Stephen Dewaele : A priori oui. C’est marrant parce que pendant le film, tous les groupes sont venus nous voir et nous demander « eh, ça te dirait d’enregistrer nos morceaux. » Je crois que pour la première du film en Belgique à la fin du mois de février, les groupes The Shitz et They Live vont jouer ensemble. Ils parlaient même de peut-être écrire des morceaux ensemble. C’est super de voir que tu as rapproché des gens.

Vous les avez trouvé où ces groupes ?

David Dewaele : La plupart, on les connaissait déjà depuis très longtemps mais on n’avait jamais fait de lien. Et puis, on a passé des journées à regarder des clips YouTube. Je crois qu’on a vu tout les artistes qui se produisent en Belgique.

Stephen Dewaele : Le groupe White Virgins, qui sont un peu les versions féminines des Soulwax, l’une n’a jamais chanté dans un groupe et l’autre à la batterie et la basse joue dans un groupe de heavy metal, donc c’était cool de les faire jouer dans un autre contexte.

The Shitz – How Long

Ce serait réalisable de faire une grosse date avec tous les groupes de la bande-son ?

David Dewaele : Ce serait dur, ils font tous des choses différentes. Felix a essayé. Tout le monde voudrait le faire, mais rien n’est engagé pour le moment.

Dans le film, deux frères vivent dans une ambiance de fête constante. L’idée n’aurait pas traversé l’esprit du réalisateur de s’inspirer de vos vies ?

David Dewaele : C’est marrant que les gens croient ça. Les deux personnages du film existent vraiment et ne sont pas du tout comme nous.

Stephen Dewaele : Je crois que Felix a plus utilisé l’histoire de lui et son frère. Mais non, on n’est pas du tout comme eux.

Qu’est ce qui vous plaît le plus dans l’histoire de Belgica ?

Stephen Dewaele : Quand on a fini de bosser dessus (sourire).

David Dewaele : J’aime beaucoup la complexité entre deux frères. Surtout les frères qui bossent ensemble. C’est facile, et puis c’est difficile. Je trouve assez unique la façon avec laquelle il a montré ça.

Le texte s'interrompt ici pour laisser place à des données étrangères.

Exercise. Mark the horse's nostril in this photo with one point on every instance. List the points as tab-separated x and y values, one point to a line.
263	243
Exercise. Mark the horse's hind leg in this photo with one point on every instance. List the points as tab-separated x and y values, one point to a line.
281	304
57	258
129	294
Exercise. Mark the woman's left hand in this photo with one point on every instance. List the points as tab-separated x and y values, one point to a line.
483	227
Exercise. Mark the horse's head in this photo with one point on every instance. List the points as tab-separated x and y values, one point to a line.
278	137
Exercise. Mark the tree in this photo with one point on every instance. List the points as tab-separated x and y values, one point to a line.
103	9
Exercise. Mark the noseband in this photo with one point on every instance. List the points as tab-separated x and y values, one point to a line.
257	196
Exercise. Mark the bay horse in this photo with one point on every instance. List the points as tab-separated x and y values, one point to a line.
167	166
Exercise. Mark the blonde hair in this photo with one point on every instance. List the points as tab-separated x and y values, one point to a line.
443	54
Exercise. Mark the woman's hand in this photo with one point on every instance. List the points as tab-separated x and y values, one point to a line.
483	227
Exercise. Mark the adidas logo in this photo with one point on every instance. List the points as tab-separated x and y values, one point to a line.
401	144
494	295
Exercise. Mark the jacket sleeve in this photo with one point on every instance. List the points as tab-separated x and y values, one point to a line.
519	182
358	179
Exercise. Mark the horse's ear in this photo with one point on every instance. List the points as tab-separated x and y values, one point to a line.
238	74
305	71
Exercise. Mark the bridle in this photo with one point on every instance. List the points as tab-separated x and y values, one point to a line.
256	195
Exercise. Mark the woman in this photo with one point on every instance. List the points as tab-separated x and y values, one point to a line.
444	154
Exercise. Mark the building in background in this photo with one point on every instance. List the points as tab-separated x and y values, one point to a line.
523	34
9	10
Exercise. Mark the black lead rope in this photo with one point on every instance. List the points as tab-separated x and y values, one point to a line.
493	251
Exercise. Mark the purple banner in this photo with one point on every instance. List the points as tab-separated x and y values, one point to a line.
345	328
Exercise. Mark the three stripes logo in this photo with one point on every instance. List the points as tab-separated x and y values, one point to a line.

Stephen Dewaele : Il y a deux, trois moments dedans qui montrent vraiment ce qui se passe dans les boîtes de nuit et les bars. On s’est beaucoup battus avec Felix pour garder certaines scènes. Ce film vous montre le matin, et après le matin, encore la ligne de coke, encore remettre le son, les discussions de mecs défoncés. Dave et moi, on les a beaucoup vu et vécu ces moments dans notre vie.